We implicitly challenge the notion that teaching digital humanities and the construction and meaning of “data” is enough to create a digital scholar. In engineering, we challenge the notion that a shift to project-based instruction is sufficient to motivate student learning beyond digital skills and computational methods.
To conduct this study, we consider how one data set functioned pedagogically in a humanities course taught within an art history department, and how the same data and core assignment was used in parallel in a data science course taught in engineering. In both cases, the process of working with data was meant to unsettle the ways in which students had normally been asked to work in their discipline. “Data” was framed as both a subject of analysis and a pedagogical tool to make students question their habits of thought, further empowering them to ask questions they had never thought to ask before. In both cases, students had to move back and forth between interpretability and quantification, recognizing the limitations and opportunities of approaching their data as (historical) material, and organizing their historical material as data.
The Humanities Class
The course “Humanists on the Move” introduced liberal arts undergraduates to data gathering and structuring as well as visualization and analysis. The goal of the class was to make students engage with the most fundamental humanities source material—primary written historical documents—as well as with data: the former should make the analysis of the latter meaningful. In fact, by the end of the semester, the class would not merely have learned about the early sixteenth century, about individual humanist figures, and about data and their analysis, but as a group the students would have produced new knowledge about this historical period, things that could not have been found in any published source.
Each student took on a single humanist figure for the semester. The characters ranged from Martin Luther to Isabella d’Este, Erasmus to Copernicus, Henry VIII to Cellini and Leonardo da Vinci. Students worked in groups according to the type of figure they were studying: Rulers, Artists, Scientists, and Thinkers. Every week the class read and discussed a primary source text, “met” its author, and investigated the historical context within which that figure had lived and ruled, painted, or written. Students learned enough about their own figure’s life to provide both a short written introduction and a longer oral presentation about them to the class. Having attained familiarity with their figures, other students’ figures, and a sense of the period based on contemporary writings, students then moved on to consider how the humanists’ historical roles were impacted by mobility and network-building—and, further, how other variables (gender, profession, national origin) factored into these complexities. This process required original research, and would necessitate collecting, structuring, cleaning, visualizing and analyzing data.

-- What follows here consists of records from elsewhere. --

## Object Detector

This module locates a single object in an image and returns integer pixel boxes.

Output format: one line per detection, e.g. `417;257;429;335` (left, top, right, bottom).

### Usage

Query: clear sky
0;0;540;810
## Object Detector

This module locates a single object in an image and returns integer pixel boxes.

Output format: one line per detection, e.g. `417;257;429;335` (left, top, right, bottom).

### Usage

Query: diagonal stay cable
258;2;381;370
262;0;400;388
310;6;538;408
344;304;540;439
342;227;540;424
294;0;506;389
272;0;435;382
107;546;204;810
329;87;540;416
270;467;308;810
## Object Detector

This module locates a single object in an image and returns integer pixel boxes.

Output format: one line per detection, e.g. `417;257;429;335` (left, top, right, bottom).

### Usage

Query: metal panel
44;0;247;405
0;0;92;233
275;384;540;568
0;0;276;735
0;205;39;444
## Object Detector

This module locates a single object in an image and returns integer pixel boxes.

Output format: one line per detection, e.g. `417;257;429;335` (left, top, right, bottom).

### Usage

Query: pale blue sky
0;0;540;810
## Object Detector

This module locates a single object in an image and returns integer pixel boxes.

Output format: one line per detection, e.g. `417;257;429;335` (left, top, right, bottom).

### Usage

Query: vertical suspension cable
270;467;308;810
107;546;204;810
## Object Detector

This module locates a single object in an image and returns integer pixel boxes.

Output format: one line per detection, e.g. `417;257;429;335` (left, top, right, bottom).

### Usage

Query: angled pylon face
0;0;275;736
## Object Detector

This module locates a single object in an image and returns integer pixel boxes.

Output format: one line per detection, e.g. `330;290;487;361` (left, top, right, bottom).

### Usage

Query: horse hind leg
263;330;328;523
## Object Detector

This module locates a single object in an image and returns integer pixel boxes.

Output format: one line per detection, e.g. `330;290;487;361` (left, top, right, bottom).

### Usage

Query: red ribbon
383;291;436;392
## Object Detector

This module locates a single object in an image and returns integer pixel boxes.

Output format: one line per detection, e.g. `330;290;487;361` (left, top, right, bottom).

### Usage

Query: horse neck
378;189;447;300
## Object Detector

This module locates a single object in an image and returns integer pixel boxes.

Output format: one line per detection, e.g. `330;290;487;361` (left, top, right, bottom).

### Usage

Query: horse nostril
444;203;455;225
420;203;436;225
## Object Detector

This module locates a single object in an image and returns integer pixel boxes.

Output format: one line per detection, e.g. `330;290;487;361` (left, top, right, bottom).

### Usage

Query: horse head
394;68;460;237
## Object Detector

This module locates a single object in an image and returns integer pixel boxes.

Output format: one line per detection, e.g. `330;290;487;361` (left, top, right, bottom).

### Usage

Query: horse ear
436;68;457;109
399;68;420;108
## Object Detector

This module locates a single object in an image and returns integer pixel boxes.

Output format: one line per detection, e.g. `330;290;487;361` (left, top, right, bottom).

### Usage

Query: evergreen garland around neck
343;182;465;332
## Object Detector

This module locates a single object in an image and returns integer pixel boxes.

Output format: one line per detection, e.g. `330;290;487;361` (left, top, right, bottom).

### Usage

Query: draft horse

Using biographical sources, particularly actual printed books (which many in the class had never thought to consult before), students first gathered information on the travels of their figure: locations visited, and dates of travel. They geocoded each location so that it could be mapped, and they structured their material as data, each creating a three-sheet Excel spreadsheet. The members of each group then combined their data into a single spreadsheet, so that all Rulers, or all Artists, would eventually be visualized and analyzed together.
The class was initially held at UMD’s Collaboratory, where Collaboratory staff introduced students to OpenRefine, an open source platform created in Google Labs (originally as GoogleRefine) to clean and parse data using a simple set of tools (Muñoz 2013a; 2013b; 2014). This introduction covered installation and basic use. Each time it is opened, OpenRefine creates a server instance on the host computer, which is interfaced via a web browser. Users can open a local dataset (the default choice), as well as live data accessed via a URL (e.g., that of the City Permit Office of Toronto, Canada which is the basis for the tutorials on using Open Refine found in the Documentation section at openrefine.org).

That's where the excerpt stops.